Twitter comment classification by using Naive Bayes model.
First, we use pandas to read the Train.tsv file and set the header. We set the 'Tweet text' as the features and 'sentiment label' as the labels. Then we can apply the same method to read the Valid.tsv and Test.tsv file. Besides, we use some functions to do some statistics. The records count of three file is shown below.
File | Train.tsv | Valid.tsv | Test.tsv |
---|---|---|---|
Records Count | 8005 | 1377 | 3155 |
Because the type of these values is pandas.series, in order to better deal with these data, we use list() function to convert series to list.
In order to have a better accuracy in validation dataset and test dataset, we need to build the word vector for these three file, which means we need to use a list to combine there three files' features together.
train_text = train['Tweet text']
valid_text = valid['Tweet text']
test_text = test['Tweet text']
all_text = train_text + valid_text + test_text
In the following step, we can use the feature selection package to build the word vector according the words that appear.
import numpy as np
from sklearn.feature_extraction.text import CountVectorizer, TfidfTransformer
count_v0= CountVectorizer();
counts_all = count_v0.fit_transform(all_text);
count_v1= CountVectorizer(vocabulary=count_v0.vocabulary_);
counts_train = count_v1.fit_transform(train_text);
print(repr(counts_train.shape)) #(8005, 29261)
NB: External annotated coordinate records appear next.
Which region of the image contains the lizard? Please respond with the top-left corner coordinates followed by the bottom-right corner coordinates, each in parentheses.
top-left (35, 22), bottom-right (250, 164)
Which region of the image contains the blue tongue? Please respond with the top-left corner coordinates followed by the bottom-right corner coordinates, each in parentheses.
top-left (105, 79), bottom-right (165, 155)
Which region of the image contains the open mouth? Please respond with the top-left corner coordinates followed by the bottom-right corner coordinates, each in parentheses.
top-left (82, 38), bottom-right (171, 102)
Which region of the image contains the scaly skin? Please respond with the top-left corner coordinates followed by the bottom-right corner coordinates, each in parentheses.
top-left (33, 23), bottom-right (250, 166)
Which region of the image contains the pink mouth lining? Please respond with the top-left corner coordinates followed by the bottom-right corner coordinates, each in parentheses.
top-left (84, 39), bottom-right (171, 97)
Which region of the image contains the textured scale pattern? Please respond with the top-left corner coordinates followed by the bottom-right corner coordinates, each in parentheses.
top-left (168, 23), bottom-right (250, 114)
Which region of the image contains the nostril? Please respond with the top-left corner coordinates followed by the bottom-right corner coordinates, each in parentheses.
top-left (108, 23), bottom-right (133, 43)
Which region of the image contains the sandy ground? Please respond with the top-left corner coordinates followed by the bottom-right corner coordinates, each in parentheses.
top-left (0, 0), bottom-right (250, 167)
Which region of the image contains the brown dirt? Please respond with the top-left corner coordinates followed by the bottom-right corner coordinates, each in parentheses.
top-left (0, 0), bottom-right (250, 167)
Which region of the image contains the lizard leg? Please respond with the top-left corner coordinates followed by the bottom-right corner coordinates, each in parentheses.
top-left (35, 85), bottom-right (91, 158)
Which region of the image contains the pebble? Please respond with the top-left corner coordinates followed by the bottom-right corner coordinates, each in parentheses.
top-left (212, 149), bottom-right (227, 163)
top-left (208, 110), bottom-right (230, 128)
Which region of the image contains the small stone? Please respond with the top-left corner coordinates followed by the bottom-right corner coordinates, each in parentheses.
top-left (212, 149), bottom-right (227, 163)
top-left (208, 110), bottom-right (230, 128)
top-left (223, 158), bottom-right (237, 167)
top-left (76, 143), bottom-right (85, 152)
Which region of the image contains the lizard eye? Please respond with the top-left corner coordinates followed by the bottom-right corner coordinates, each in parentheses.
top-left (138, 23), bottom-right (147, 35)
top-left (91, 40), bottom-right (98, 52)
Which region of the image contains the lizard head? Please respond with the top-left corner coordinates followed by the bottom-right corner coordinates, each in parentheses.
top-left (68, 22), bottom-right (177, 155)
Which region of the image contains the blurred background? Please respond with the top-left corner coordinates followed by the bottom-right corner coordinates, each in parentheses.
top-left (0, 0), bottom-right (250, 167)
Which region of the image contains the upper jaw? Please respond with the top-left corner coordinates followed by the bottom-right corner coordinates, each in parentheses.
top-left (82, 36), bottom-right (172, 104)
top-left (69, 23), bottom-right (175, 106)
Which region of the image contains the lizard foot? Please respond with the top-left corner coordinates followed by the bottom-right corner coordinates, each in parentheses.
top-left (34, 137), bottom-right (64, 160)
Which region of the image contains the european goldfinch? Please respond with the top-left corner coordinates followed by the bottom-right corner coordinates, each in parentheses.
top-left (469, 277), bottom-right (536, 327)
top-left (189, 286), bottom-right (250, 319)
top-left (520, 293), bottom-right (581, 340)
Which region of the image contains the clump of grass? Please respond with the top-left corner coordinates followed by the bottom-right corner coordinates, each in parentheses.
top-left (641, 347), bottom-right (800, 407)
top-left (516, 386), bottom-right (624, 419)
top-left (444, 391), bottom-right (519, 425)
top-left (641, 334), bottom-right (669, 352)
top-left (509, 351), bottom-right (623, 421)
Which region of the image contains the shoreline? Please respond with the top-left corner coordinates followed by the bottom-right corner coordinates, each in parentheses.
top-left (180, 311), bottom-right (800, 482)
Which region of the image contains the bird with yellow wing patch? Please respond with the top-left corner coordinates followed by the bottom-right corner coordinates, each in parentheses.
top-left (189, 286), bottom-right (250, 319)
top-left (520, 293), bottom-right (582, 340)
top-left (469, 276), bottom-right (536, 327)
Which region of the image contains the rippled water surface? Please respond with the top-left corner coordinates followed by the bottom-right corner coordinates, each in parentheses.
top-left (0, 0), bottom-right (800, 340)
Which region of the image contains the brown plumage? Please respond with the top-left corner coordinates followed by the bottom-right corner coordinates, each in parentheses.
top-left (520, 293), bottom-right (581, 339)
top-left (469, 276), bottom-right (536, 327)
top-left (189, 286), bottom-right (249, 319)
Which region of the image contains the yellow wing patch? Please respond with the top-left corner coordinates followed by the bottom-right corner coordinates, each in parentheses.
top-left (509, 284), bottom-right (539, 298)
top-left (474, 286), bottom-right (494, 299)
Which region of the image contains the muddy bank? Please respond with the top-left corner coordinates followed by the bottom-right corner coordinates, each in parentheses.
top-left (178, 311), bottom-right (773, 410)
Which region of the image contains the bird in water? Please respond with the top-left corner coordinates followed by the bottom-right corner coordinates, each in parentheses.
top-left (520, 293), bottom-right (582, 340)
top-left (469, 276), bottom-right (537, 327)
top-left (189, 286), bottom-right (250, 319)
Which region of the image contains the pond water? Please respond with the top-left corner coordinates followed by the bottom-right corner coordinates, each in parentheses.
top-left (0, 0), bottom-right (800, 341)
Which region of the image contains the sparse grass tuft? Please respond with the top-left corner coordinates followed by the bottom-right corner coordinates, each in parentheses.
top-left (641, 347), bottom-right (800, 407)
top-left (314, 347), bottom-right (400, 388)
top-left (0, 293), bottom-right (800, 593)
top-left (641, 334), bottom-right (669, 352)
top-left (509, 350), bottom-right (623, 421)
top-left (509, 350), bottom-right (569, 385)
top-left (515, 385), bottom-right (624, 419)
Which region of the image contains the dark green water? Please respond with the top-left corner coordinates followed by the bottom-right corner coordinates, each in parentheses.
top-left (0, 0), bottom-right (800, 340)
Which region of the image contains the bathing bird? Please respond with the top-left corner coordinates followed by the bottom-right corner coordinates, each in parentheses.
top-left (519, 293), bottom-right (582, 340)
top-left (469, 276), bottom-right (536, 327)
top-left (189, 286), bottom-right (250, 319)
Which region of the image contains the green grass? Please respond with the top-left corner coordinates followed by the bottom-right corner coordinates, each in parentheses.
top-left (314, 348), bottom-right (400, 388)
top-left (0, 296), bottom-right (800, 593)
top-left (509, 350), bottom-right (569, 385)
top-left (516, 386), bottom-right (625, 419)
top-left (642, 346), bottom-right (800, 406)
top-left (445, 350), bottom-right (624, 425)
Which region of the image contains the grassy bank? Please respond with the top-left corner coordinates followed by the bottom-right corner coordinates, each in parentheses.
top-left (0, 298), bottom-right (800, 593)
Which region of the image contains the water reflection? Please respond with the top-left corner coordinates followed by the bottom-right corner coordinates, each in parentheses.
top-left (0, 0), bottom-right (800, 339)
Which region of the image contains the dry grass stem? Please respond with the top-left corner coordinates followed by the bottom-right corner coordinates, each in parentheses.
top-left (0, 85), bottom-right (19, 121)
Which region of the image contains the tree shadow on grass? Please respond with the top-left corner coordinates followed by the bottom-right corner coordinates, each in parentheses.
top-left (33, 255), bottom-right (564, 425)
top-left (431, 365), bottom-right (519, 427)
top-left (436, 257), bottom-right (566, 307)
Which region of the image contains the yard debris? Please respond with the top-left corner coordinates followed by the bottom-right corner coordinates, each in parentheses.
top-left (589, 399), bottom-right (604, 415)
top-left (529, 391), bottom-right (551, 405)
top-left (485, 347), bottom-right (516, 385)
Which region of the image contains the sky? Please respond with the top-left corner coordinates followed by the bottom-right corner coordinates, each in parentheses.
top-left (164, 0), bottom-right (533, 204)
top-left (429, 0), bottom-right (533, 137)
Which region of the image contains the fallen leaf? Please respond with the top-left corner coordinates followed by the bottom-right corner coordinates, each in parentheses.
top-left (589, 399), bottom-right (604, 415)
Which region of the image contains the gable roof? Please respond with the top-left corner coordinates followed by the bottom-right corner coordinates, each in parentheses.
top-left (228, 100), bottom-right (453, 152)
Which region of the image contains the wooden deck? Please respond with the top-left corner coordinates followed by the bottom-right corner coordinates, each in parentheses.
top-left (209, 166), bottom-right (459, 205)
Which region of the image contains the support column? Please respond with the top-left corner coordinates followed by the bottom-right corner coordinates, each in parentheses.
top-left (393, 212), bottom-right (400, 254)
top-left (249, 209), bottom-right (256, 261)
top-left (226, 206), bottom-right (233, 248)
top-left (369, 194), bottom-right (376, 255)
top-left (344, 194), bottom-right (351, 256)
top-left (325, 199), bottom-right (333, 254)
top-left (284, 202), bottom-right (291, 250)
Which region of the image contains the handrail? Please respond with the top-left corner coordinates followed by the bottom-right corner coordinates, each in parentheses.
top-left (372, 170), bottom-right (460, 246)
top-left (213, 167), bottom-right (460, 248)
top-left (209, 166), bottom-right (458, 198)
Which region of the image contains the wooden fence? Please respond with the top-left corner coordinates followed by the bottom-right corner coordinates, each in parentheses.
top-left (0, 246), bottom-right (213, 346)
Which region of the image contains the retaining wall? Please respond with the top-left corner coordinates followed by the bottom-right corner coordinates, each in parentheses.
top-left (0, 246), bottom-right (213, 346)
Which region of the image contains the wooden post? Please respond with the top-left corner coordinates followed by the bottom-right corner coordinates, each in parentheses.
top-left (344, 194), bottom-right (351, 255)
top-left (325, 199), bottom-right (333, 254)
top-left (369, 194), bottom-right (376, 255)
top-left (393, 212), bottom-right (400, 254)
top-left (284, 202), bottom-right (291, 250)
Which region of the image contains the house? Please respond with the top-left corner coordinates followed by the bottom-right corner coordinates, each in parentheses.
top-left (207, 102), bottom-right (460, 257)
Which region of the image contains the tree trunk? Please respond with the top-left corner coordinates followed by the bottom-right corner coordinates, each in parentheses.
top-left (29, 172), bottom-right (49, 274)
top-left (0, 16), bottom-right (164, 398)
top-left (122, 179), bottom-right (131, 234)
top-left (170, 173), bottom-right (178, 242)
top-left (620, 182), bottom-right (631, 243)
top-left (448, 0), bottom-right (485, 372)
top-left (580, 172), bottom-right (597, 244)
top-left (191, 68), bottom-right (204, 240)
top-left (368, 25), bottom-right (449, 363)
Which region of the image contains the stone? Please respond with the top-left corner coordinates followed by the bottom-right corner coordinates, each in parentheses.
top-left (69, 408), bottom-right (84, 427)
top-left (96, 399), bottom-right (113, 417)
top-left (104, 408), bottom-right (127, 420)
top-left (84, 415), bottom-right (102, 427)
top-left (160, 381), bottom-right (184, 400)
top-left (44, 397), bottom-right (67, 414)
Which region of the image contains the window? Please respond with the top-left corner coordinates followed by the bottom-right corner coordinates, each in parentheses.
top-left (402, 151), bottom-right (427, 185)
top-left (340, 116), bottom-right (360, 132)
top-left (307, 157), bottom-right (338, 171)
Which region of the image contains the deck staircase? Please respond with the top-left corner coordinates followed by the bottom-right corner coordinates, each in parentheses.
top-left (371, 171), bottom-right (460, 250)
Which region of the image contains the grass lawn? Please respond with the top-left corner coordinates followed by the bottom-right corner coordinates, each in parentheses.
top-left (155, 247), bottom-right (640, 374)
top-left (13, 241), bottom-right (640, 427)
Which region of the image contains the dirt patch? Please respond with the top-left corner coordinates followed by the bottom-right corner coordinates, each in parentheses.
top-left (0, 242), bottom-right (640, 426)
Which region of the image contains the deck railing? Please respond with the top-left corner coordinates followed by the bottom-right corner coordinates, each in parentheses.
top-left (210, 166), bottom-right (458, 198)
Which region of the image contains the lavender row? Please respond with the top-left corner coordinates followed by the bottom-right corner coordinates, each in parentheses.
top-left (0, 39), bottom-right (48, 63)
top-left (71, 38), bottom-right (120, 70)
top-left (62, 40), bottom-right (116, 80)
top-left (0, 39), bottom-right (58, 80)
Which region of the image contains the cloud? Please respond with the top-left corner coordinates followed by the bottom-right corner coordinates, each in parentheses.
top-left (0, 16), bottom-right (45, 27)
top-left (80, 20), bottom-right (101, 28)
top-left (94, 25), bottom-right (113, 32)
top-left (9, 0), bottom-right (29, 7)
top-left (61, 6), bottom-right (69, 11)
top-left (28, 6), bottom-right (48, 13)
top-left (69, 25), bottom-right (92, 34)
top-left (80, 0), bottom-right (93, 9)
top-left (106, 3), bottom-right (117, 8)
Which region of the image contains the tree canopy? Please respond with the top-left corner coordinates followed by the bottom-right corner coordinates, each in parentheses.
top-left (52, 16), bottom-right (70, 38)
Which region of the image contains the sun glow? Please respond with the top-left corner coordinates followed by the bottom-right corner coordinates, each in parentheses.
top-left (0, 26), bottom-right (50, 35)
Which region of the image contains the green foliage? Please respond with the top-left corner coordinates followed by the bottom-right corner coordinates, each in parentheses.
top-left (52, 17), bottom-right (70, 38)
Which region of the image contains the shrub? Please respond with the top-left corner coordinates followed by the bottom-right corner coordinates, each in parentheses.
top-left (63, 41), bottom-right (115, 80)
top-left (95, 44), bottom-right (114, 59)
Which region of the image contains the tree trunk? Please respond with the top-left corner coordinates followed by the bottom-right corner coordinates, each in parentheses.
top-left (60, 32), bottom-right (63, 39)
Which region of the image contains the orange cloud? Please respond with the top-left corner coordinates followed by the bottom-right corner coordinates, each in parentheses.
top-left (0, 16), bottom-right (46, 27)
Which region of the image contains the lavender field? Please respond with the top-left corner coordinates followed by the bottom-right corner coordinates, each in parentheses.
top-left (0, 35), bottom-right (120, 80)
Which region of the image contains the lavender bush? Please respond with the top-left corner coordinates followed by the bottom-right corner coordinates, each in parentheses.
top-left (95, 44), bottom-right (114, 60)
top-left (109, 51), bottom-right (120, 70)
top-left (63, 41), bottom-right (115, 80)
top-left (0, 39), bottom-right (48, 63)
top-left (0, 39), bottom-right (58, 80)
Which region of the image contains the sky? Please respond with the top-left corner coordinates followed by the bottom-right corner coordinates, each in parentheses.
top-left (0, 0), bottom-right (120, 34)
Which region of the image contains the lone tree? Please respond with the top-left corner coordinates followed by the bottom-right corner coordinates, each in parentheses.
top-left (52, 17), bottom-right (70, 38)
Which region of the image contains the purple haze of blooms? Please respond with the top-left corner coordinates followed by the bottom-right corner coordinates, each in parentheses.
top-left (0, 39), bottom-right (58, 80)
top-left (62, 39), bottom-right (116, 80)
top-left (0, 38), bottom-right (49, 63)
count_v2 = CountVectorizer(vocabulary=count_v0.vocabulary_);
counts_valid = count_v2.fit_transform(valid_text);
print(repr(counts_valid.shape)) #(1377, 29261)
count_v3 = CountVectorizer(vocabulary=count_v0.vocabulary_);
counts_test = count_v3.fit_transform(test_text);
print(repr(counts_test.shape)) #(3155, 29261)
The output shows that the word vector has 29261 dimension after we combine three file's tweet text contents. It also shows that there are totally 29261 distinct words in the corpus.
We need to use a criterion to define the built word vector, that is to use tf-idf value. TF is short for term frequency, while idf is short for inverted document frequency, they can better represent the word importance by multiplying together. The process is shown below.
tfidftransformer = TfidfTransformer();
train_data = tfidftransformer.fit(counts_train).transform(counts_train);
valid_data = tfidftransformer.fit(counts_valid).transform(counts_valid);
test_data = tfidftransformer.fit(counts_test).transform(counts_test);
Now, the elements in word vector are different tf-idf value, which means we can use these value to train the Naive Bayes model.
We use 2 methods to implement the Naive Bayes.
The first method is training the model by using sklearn, which is used for check. We use the training dataset to train the Naive Bayes model, then use the model to do the prediction based on the validtation dataset. Finally, we can get the accuracy of the Naive Bayes model is : 0.5809731299927379
# Applying the Naive Bayes model by using package
from sklearn.naive_bayes import MultinomialNB
clf = MultinomialNB(alpha = 1)
clf.fit(x_train, y_train);
preds = clf.predict(x_valid);
num = 0
preds = preds.tolist()
# print(preds)
for i in range(len(preds)):
if preds[i] == y_valid[i]:
num += 1
accuracy = num/len(preds)
print('The accuracy of Naive Bayes is:' + str(accuracy))
The second method is training the model by direct implement the Naive Bayes. The formula of Bayes is
When we assume that the features are independent of each other, that is
Then, the calculation formula of Naive Bayes algorithm is as follows
We can do some optimizations as follow
- Since the values of some feature attributes may be small, the P values of multiple features may be multiplied to approximately 0. So we can take log of both sides of this formula and turn multiplication into addition, to avoid the class multiplication problem.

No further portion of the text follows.